A really delightful and thoughtful renovation. Hiding much of the work to ensure the original building remained is a difficult task. It has been a triumph. The insertions are calm and understated giving the building an update to ensure its heritage evolves.
With skill, innovation and restraint this refurbishment reveals Lippincott’s classic interpretation of the Spanish Mission style in both the exterior and interior of the building. The original grandeur of the refectory hall is restored, and the building reinstated as the historical heart of the campus.
The Massey Refectory building was one of the first buildings originally constructed at the Manawatū campus and is in a prominent position overlooking the grassed cricket oval, at the historical heart of the campus. The building was designed in a simple Spanish Mission style in 1930 by renowned architect Roy Alston Lippincott.
The building’s plan is a cruciform shape, with east and west wings on each side of the central refectory. By 2013, the original double height refectory hall, common room, games room, kitchen and staff quarters had undergone substantial alterations. These modifications included the addition of a floor through the middle of the original refectory hall to create lecture theatres for the university. The Refectory was then closed in 2013 due to seismic issues.
We were commissioned to incorporate non-intrusive seismic strengthening, and restore the refectory hall and common room back to their original state. The brief included housing the office and meeting rooms for the University Chancellery within the remaining space and an upgrade to comply with the current building regulations.
A conservation report was used as a basis for heritage investigation. We undertook careful analysis of the original construction documents, old photographs, and surveyed the existing building. The building was modelled as a three-dimensional computer model which documented how to restore the spaces back to their original state and was used to test the impact of various strengthening strategies. The refurbishment design also includes a new back entrance, which provides a lift and compliant stair access to the upper storey spaces.
Innovation and creativity were important to the project as these principles were used in the careful reconstruction of heritage elements and in the design and construction of the new building. Sustainability was a focus and the approach was to, where possible, retain and repair original building materials. All steel windows and roof tiles where refurbished and re-used and where materials needed replacement, recycled items were sourced. Specialist trades were involved in the reconstruction, including plasterers and metal workers to replicate original plasterwork, chandeliers and light fittings.
The new entry building is designed as a light pavilion, with timber LVL structure and a timber/glass exterior. This is a response to the heavy mass, hierarchical original building and referenced the treed backdrop beyond the buildings. Timber was used extensively in the stairs, balustrade, cladding and interior trims. The use of timber achieved a better carbon footprint while also providing a finished aesthetic.

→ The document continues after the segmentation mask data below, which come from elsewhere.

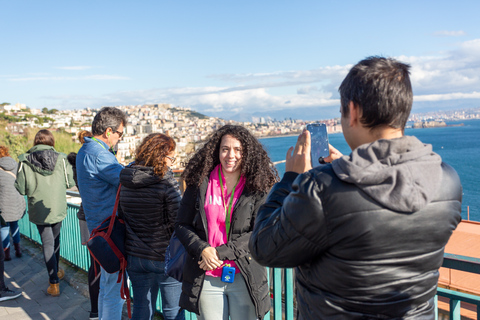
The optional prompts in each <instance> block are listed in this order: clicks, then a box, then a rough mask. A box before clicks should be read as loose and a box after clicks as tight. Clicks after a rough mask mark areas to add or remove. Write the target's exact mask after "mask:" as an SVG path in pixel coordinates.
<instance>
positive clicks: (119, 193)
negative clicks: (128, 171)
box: [105, 184, 122, 239]
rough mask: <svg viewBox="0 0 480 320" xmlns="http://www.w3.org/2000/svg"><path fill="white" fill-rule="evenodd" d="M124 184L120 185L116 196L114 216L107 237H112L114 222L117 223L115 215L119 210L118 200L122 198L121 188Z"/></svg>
mask: <svg viewBox="0 0 480 320" xmlns="http://www.w3.org/2000/svg"><path fill="white" fill-rule="evenodd" d="M121 187H122V185H121V184H120V185H119V186H118V190H117V197H116V198H115V206H114V207H113V212H112V218H111V219H110V224H109V225H108V231H107V234H106V235H105V238H107V239H108V238H110V235H111V234H112V230H113V224H114V223H115V216H116V215H117V210H118V202H119V200H120V188H121Z"/></svg>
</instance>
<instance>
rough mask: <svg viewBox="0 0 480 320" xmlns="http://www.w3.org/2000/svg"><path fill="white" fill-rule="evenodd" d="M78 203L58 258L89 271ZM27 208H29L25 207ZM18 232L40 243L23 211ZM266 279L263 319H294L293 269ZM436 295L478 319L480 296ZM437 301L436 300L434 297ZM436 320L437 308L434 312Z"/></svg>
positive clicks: (67, 219)
mask: <svg viewBox="0 0 480 320" xmlns="http://www.w3.org/2000/svg"><path fill="white" fill-rule="evenodd" d="M78 209H79V206H78V205H75V204H71V203H69V204H68V209H67V217H66V218H65V220H64V221H63V223H62V232H61V234H60V254H61V257H62V258H64V259H65V260H66V261H68V262H69V263H71V264H72V265H74V266H76V267H78V268H80V269H83V270H85V271H87V270H88V267H89V265H90V257H89V253H88V249H87V248H86V246H83V245H82V244H81V240H80V239H81V238H80V228H79V224H78V219H77V211H78ZM27 210H28V209H27ZM19 228H20V233H21V234H23V235H24V236H25V237H27V238H30V239H31V240H33V241H35V242H37V243H41V240H40V235H39V234H38V230H37V227H36V226H35V225H34V224H33V223H30V222H29V221H28V214H26V215H25V216H24V217H23V218H22V219H21V220H20V221H19ZM443 266H444V267H447V268H451V269H455V270H461V271H467V272H471V273H475V274H480V259H476V258H472V257H465V256H459V255H452V254H447V253H446V254H445V258H444V262H443ZM269 278H270V281H271V288H272V297H273V300H272V311H271V312H269V313H268V314H267V315H266V316H265V318H264V319H271V318H273V319H274V320H283V319H284V320H293V319H295V311H294V309H295V303H294V300H295V299H294V288H293V283H294V281H293V271H292V269H275V268H272V269H269ZM437 295H438V296H442V297H447V298H449V299H450V319H451V320H460V318H461V317H460V302H462V301H463V302H467V303H471V304H473V305H476V306H477V320H480V312H479V311H480V297H479V296H475V295H471V294H467V293H462V292H457V291H453V290H448V289H444V288H438V290H437ZM435 301H437V299H435ZM161 306H162V304H161V296H160V294H159V295H158V301H157V311H159V312H160V313H161V312H162V310H161ZM186 319H187V320H195V319H197V317H196V315H195V314H193V313H189V312H187V313H186ZM435 319H438V310H437V312H436V315H435Z"/></svg>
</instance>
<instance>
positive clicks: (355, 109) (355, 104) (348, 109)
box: [348, 101, 362, 127]
mask: <svg viewBox="0 0 480 320" xmlns="http://www.w3.org/2000/svg"><path fill="white" fill-rule="evenodd" d="M348 111H349V116H350V123H349V124H350V127H355V126H358V125H360V118H361V116H362V111H361V110H360V106H359V105H358V104H356V103H354V102H353V101H350V102H349V103H348Z"/></svg>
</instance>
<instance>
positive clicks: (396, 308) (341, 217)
mask: <svg viewBox="0 0 480 320" xmlns="http://www.w3.org/2000/svg"><path fill="white" fill-rule="evenodd" d="M339 92H340V98H341V109H340V111H341V114H342V117H341V123H342V128H343V134H344V136H345V140H346V141H347V143H348V145H349V146H350V148H351V149H352V153H351V154H350V155H349V156H343V155H341V154H340V153H339V152H338V151H337V150H336V149H334V148H333V147H331V148H330V156H329V157H327V158H326V159H325V160H326V161H327V162H331V164H328V165H325V166H320V167H316V168H313V169H312V166H311V159H310V158H311V156H310V147H311V143H310V142H311V141H310V139H311V137H310V133H309V132H308V131H306V130H305V131H304V132H303V133H302V134H301V135H300V136H299V138H298V141H297V144H296V146H295V148H293V147H292V148H290V149H289V150H288V152H287V157H286V173H285V175H284V177H283V179H282V180H281V181H280V182H279V183H277V184H276V185H275V186H274V187H273V188H272V190H271V192H270V194H269V196H268V199H267V201H266V203H265V204H264V205H263V206H262V207H261V208H260V210H259V212H258V215H257V218H256V222H255V228H254V230H253V234H252V237H251V239H250V244H249V247H250V251H251V253H252V256H253V257H254V258H255V259H256V260H257V261H258V262H259V263H260V264H263V265H266V266H269V267H281V268H292V267H297V268H296V285H297V292H296V293H297V303H298V312H299V315H298V319H390V318H396V319H434V296H435V293H436V288H437V281H438V269H439V267H440V266H441V265H442V261H443V253H444V248H445V245H446V243H447V241H448V239H449V238H450V235H451V234H452V232H453V230H454V229H455V228H456V227H457V224H458V223H459V222H460V220H461V216H460V212H461V198H462V187H461V184H460V180H459V177H458V175H457V173H456V172H455V170H454V169H453V168H452V167H450V166H449V165H447V164H445V163H443V162H442V160H441V158H440V156H439V155H437V154H435V153H434V152H433V151H432V146H431V145H426V144H423V143H422V142H420V141H419V140H418V139H417V138H415V137H412V136H405V135H404V128H405V124H406V122H407V119H408V116H409V114H410V110H411V107H412V102H413V93H412V88H411V84H410V78H409V66H408V65H406V64H403V63H401V62H398V61H396V60H394V59H390V58H382V57H370V58H367V59H365V60H362V61H360V62H359V63H358V64H357V65H355V66H354V67H353V68H352V69H351V70H350V72H349V73H348V75H347V77H346V78H345V79H344V81H343V82H342V84H341V86H340V88H339Z"/></svg>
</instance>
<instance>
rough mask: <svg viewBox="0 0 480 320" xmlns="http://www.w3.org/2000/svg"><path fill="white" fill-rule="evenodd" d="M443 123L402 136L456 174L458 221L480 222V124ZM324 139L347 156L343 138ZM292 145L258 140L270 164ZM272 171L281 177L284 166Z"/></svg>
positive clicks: (289, 144)
mask: <svg viewBox="0 0 480 320" xmlns="http://www.w3.org/2000/svg"><path fill="white" fill-rule="evenodd" d="M446 123H447V127H437V128H422V129H406V130H405V134H406V135H411V136H415V137H417V138H418V139H419V140H420V141H422V142H424V143H428V144H431V145H432V147H433V151H434V152H436V153H438V154H439V155H440V156H441V157H442V160H443V161H444V162H446V163H448V164H449V165H451V166H452V167H453V168H454V169H455V170H456V171H457V173H458V175H459V176H460V180H461V182H462V186H463V200H462V218H463V219H465V220H466V219H468V217H469V218H470V220H473V221H480V120H463V121H447V122H446ZM462 124H463V125H462ZM328 139H329V142H330V144H331V145H333V146H334V147H335V148H337V149H338V150H339V151H340V152H342V153H343V154H345V155H347V154H349V153H350V152H351V150H350V148H349V147H348V145H347V142H346V141H345V139H344V138H343V134H341V133H335V134H330V135H329V137H328ZM296 141H297V136H283V137H273V138H262V139H260V142H261V143H262V144H263V145H264V146H265V149H266V150H267V152H268V153H269V155H270V158H271V160H272V161H273V162H276V161H281V160H285V157H286V154H287V150H288V148H289V147H290V146H295V143H296ZM276 167H277V170H278V171H279V174H280V177H282V176H283V173H284V172H285V163H280V164H278V165H277V166H276Z"/></svg>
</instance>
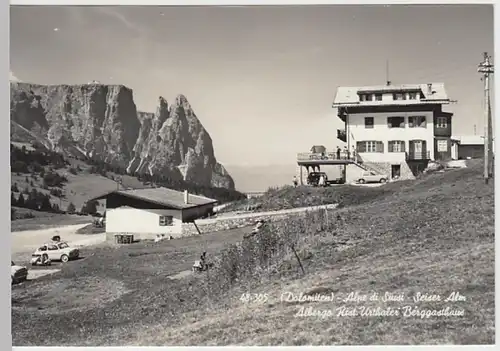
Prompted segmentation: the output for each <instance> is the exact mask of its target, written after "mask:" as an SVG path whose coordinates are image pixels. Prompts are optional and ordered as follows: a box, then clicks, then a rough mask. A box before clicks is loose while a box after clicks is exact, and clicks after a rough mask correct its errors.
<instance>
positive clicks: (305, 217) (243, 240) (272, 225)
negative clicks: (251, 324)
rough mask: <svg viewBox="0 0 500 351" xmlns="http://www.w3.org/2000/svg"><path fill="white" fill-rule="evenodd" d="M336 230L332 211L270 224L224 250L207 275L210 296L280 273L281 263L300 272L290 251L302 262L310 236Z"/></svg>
mask: <svg viewBox="0 0 500 351" xmlns="http://www.w3.org/2000/svg"><path fill="white" fill-rule="evenodd" d="M336 227H337V222H336V218H335V216H334V215H333V212H328V213H326V212H325V211H324V210H318V211H314V212H312V211H309V212H306V213H305V214H302V215H296V216H293V217H289V218H286V219H283V220H279V221H275V222H269V223H268V224H267V225H266V226H264V227H263V228H262V229H261V231H260V232H259V233H257V234H256V235H254V236H253V237H250V238H247V239H244V240H243V241H242V242H241V243H238V244H233V245H230V246H229V247H227V248H226V249H225V250H223V251H222V252H221V253H220V255H218V256H217V257H216V259H215V262H214V268H213V269H212V271H215V272H214V273H211V274H210V277H211V278H210V279H211V281H210V282H208V283H209V284H210V289H211V292H212V296H214V295H218V294H220V295H221V296H222V294H223V293H224V292H225V291H227V290H228V289H230V288H231V287H232V286H233V285H234V284H235V283H238V282H239V283H242V282H248V283H251V282H252V281H255V280H261V279H262V278H264V277H266V276H269V275H272V274H276V273H279V272H280V267H281V266H282V265H283V262H285V261H290V265H291V266H295V267H296V272H300V266H299V264H298V262H297V260H296V258H295V254H294V253H293V249H295V250H296V252H297V253H298V255H299V257H302V260H306V259H308V258H310V257H311V255H312V253H311V252H309V251H307V252H306V251H305V250H301V245H302V243H303V242H304V241H306V240H309V239H310V238H311V237H312V236H316V235H319V234H324V233H329V232H332V231H334V229H335V228H336Z"/></svg>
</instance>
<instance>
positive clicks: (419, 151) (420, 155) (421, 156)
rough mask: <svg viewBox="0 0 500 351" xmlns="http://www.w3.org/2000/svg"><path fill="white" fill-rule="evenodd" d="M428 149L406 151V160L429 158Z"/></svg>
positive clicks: (429, 153)
mask: <svg viewBox="0 0 500 351" xmlns="http://www.w3.org/2000/svg"><path fill="white" fill-rule="evenodd" d="M430 158H431V152H430V151H408V152H407V153H406V159H407V160H430Z"/></svg>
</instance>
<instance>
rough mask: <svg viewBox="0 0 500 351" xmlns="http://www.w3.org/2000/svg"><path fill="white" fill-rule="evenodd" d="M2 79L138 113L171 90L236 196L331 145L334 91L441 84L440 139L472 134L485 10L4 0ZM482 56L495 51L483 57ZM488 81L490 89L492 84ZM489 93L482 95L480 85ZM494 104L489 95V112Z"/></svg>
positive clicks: (173, 96)
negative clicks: (195, 123)
mask: <svg viewBox="0 0 500 351" xmlns="http://www.w3.org/2000/svg"><path fill="white" fill-rule="evenodd" d="M10 13H11V19H10V64H11V67H10V69H11V73H10V74H11V80H20V81H22V82H28V83H36V84H50V85H52V84H69V85H72V84H85V83H88V82H91V81H93V80H96V81H99V82H100V83H102V84H122V85H125V86H127V87H128V88H130V89H132V90H133V97H134V101H135V104H136V106H137V110H139V111H146V112H155V110H156V109H157V107H158V97H159V96H163V97H165V99H166V100H167V102H168V104H169V105H170V104H172V103H173V102H174V100H175V97H176V96H178V95H179V94H183V95H185V96H186V97H187V99H188V100H189V103H190V104H191V106H192V108H193V110H194V112H195V113H196V115H197V117H198V119H199V120H200V121H201V123H202V124H203V126H204V128H205V129H206V130H207V131H208V133H209V134H210V136H211V138H212V141H213V148H214V152H215V156H216V157H217V161H218V162H220V163H221V164H222V165H224V166H225V168H226V169H227V171H228V172H229V174H230V175H231V176H232V177H233V178H234V180H235V183H236V188H237V189H238V190H242V191H263V190H265V189H267V188H268V187H269V186H278V185H283V184H291V181H292V177H293V176H294V175H295V174H296V154H297V153H298V152H307V151H309V149H310V148H311V146H312V145H324V146H326V147H327V149H328V150H331V151H333V150H334V149H335V148H336V147H337V146H341V147H343V145H344V144H343V143H342V142H340V141H339V140H338V139H337V132H336V130H337V128H342V127H343V125H342V122H341V121H340V119H339V118H337V116H336V110H334V109H332V107H331V105H332V102H333V98H334V96H335V91H336V88H337V87H338V86H364V85H380V84H384V83H385V80H386V75H387V72H386V64H387V62H389V78H390V80H391V81H392V82H393V83H394V84H413V83H428V82H443V83H444V84H445V87H446V90H447V93H448V95H449V96H450V98H451V99H452V100H457V101H458V103H456V104H451V105H449V106H447V107H445V108H446V110H448V111H451V112H453V113H454V116H453V119H454V124H453V134H454V135H471V134H473V130H474V129H475V130H476V131H477V134H481V133H482V131H483V128H484V127H483V126H484V124H483V110H482V103H483V82H481V80H480V78H481V77H480V74H479V73H478V72H477V66H478V64H479V63H480V62H481V61H482V53H483V52H484V51H488V52H490V53H491V54H493V32H494V31H493V7H492V5H439V6H438V5H418V6H404V5H390V6H387V5H378V6H371V5H329V6H326V5H325V6H319V5H318V6H316V5H310V6H253V7H242V6H241V7H237V6H233V7H222V6H220V7H219V6H206V7H180V6H176V7H165V6H164V7H156V6H154V7H153V6H147V7H146V6H144V7H142V6H134V7H127V6H114V7H113V6H102V7H90V6H86V7H78V6H31V7H23V6H11V7H10ZM493 59H494V58H493ZM492 87H493V84H492ZM492 96H494V91H492ZM492 108H494V102H493V106H492Z"/></svg>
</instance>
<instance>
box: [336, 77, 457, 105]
mask: <svg viewBox="0 0 500 351" xmlns="http://www.w3.org/2000/svg"><path fill="white" fill-rule="evenodd" d="M431 84H432V86H431V88H432V90H431V91H432V92H433V93H432V94H430V93H429V91H428V88H427V84H401V85H376V86H365V87H338V88H337V94H336V95H335V100H334V101H333V107H337V106H357V105H362V106H378V105H413V104H429V103H441V104H445V103H449V98H448V95H447V94H446V90H445V88H444V83H431ZM398 91H399V92H401V91H420V92H421V93H422V94H423V96H424V97H423V98H422V99H420V100H396V101H390V102H389V101H363V102H362V103H361V102H360V100H359V93H389V92H391V93H392V92H398Z"/></svg>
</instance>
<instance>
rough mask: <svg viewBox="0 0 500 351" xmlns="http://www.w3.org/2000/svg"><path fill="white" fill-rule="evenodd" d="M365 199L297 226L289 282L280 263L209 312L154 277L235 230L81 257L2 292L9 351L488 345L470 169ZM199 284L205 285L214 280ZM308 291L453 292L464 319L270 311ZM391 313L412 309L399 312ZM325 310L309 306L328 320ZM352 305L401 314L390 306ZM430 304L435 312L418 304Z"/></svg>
mask: <svg viewBox="0 0 500 351" xmlns="http://www.w3.org/2000/svg"><path fill="white" fill-rule="evenodd" d="M396 187H399V188H400V189H401V191H400V192H399V193H396V192H395V190H396ZM367 190H368V189H367ZM373 190H375V191H379V192H380V193H379V195H378V197H376V201H370V199H367V200H369V201H368V202H366V203H364V204H359V205H354V206H350V207H346V208H343V209H340V210H338V211H336V212H335V213H334V214H332V216H331V217H330V218H329V222H328V224H327V225H326V227H327V229H326V230H322V231H319V232H316V231H314V230H312V229H311V228H312V226H313V223H315V222H309V224H308V227H307V228H306V229H305V231H303V233H302V237H303V238H302V240H301V242H300V247H299V248H300V249H301V250H306V251H308V252H310V254H311V255H312V256H311V257H310V258H309V259H307V260H304V266H305V269H306V272H307V274H306V276H304V277H302V276H300V275H299V274H297V273H294V272H298V268H297V267H296V264H295V263H294V261H293V260H292V261H290V262H291V263H290V265H291V267H292V269H293V272H292V273H285V272H283V271H280V272H281V273H279V274H273V275H270V276H269V277H268V279H269V280H261V281H262V282H259V281H258V280H257V281H254V282H248V283H245V286H243V285H241V283H240V284H239V285H237V286H235V287H233V288H232V289H231V290H230V291H227V292H226V293H225V294H220V296H218V299H217V300H214V299H213V298H214V297H215V295H214V296H213V298H210V299H208V298H207V297H206V296H207V295H206V294H205V293H206V292H207V289H208V287H210V289H211V286H212V285H213V284H212V285H206V281H205V280H203V279H202V280H200V279H199V278H198V279H194V278H193V279H190V278H188V279H183V280H177V281H170V280H168V279H167V278H166V276H167V275H170V274H173V273H177V272H179V271H181V270H183V269H189V266H190V265H191V264H192V261H193V260H194V259H196V257H197V255H198V254H199V252H200V251H202V250H207V251H209V253H210V254H212V253H214V252H217V251H219V250H221V249H222V247H224V245H226V244H228V243H230V242H231V241H233V242H234V241H236V240H239V239H240V238H241V230H238V231H233V232H230V233H219V234H214V235H210V236H203V237H193V238H186V239H182V240H178V241H177V240H174V241H171V242H164V243H161V244H160V245H157V246H154V245H153V244H135V245H133V246H130V247H127V248H120V249H113V248H101V249H97V250H95V251H93V252H92V253H90V252H89V253H88V255H90V254H92V256H89V258H88V259H86V260H83V261H79V262H73V263H70V264H69V265H67V266H64V267H63V270H62V272H61V273H60V274H59V275H56V276H53V277H47V278H42V279H41V280H39V281H35V282H29V283H27V284H26V286H24V287H23V286H19V287H15V288H14V289H13V293H12V299H13V303H12V305H13V315H12V323H13V344H14V345H19V346H21V345H42V344H44V345H64V344H72V345H75V344H77V345H182V344H186V345H187V344H189V345H227V344H258V345H301V344H302V345H303V344H316V345H319V344H323V345H328V344H366V343H375V344H433V343H454V344H462V343H468V344H471V343H475V344H483V343H492V342H494V208H493V206H494V205H493V202H494V197H493V184H489V185H485V184H484V182H483V180H482V177H481V168H480V167H475V168H473V169H466V170H456V171H449V172H447V173H445V174H435V175H431V176H429V177H426V178H425V179H422V180H417V181H415V182H411V183H410V182H407V183H399V184H396V183H394V184H389V185H388V188H386V189H385V190H384V189H382V188H376V189H373ZM374 199H375V198H374ZM372 200H373V199H372ZM337 214H339V215H340V219H339V221H340V222H338V221H337V220H336V216H337ZM294 220H295V221H298V220H303V219H294ZM293 224H296V226H297V227H299V228H297V229H293V230H300V226H299V225H298V224H300V223H298V222H296V223H295V222H294V223H293ZM292 228H293V226H292ZM340 242H343V243H344V244H341V243H340ZM147 245H150V246H147ZM207 245H208V247H207ZM208 279H210V280H211V281H215V282H216V281H217V279H218V277H213V276H212V277H209V278H208ZM28 284H29V286H28ZM317 286H322V287H328V288H330V289H332V290H333V291H335V292H336V294H338V295H340V296H342V297H345V296H346V294H347V293H349V292H353V291H359V292H361V293H368V292H370V291H377V292H379V293H382V294H383V292H384V291H389V292H394V293H395V292H404V293H406V294H407V296H410V295H412V294H414V293H416V292H418V291H420V292H422V293H434V294H441V295H443V296H445V295H447V294H448V293H450V292H451V291H459V292H460V293H461V294H463V295H465V296H466V298H467V301H466V302H457V303H455V304H451V305H450V307H452V308H454V309H456V308H463V309H464V310H465V315H464V316H463V317H431V318H427V319H421V318H417V317H408V318H404V317H333V318H328V319H324V320H322V319H318V318H315V317H307V318H306V317H302V318H296V317H294V314H295V313H296V312H297V308H298V307H299V306H298V305H296V304H289V303H282V302H280V301H279V296H280V294H281V293H282V292H284V291H290V292H294V293H296V294H298V293H299V292H304V291H306V290H309V289H311V288H312V287H317ZM82 287H83V288H82ZM244 291H248V292H251V293H266V294H268V296H269V300H268V301H267V303H263V304H262V303H261V304H258V303H254V304H251V305H248V304H244V303H242V302H240V301H239V300H238V298H239V297H240V294H241V293H242V292H244ZM56 304H58V306H60V307H57V309H56V308H55V307H54V306H55V305H56ZM405 304H407V305H411V306H415V304H414V303H412V302H410V301H407V302H406V303H405ZM339 305H340V304H339V303H311V304H309V306H311V307H314V308H316V309H331V310H333V311H334V312H335V308H337V307H339ZM365 305H370V306H376V305H378V306H380V307H387V306H393V307H401V306H402V304H400V303H396V302H393V303H390V302H387V303H384V302H378V303H377V302H368V303H366V304H365ZM306 306H308V305H306ZM359 306H360V304H358V307H359ZM431 306H433V307H434V308H440V307H442V306H444V304H443V303H421V304H420V305H419V307H420V308H425V307H431ZM226 309H227V310H226ZM131 316H133V318H131ZM145 327H147V328H145Z"/></svg>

Our considered and conscientious refurbishment ensures that Lippincott’s classic interpretation of the Spanish Mission style is revealed in both the exterior and interior of the building. The original grandeur of the refectory hall is restored, providing a unique function space for the University and the City. The refurbishment and sensitive adaptation reinstates the building’s position at the historical heart of the campus.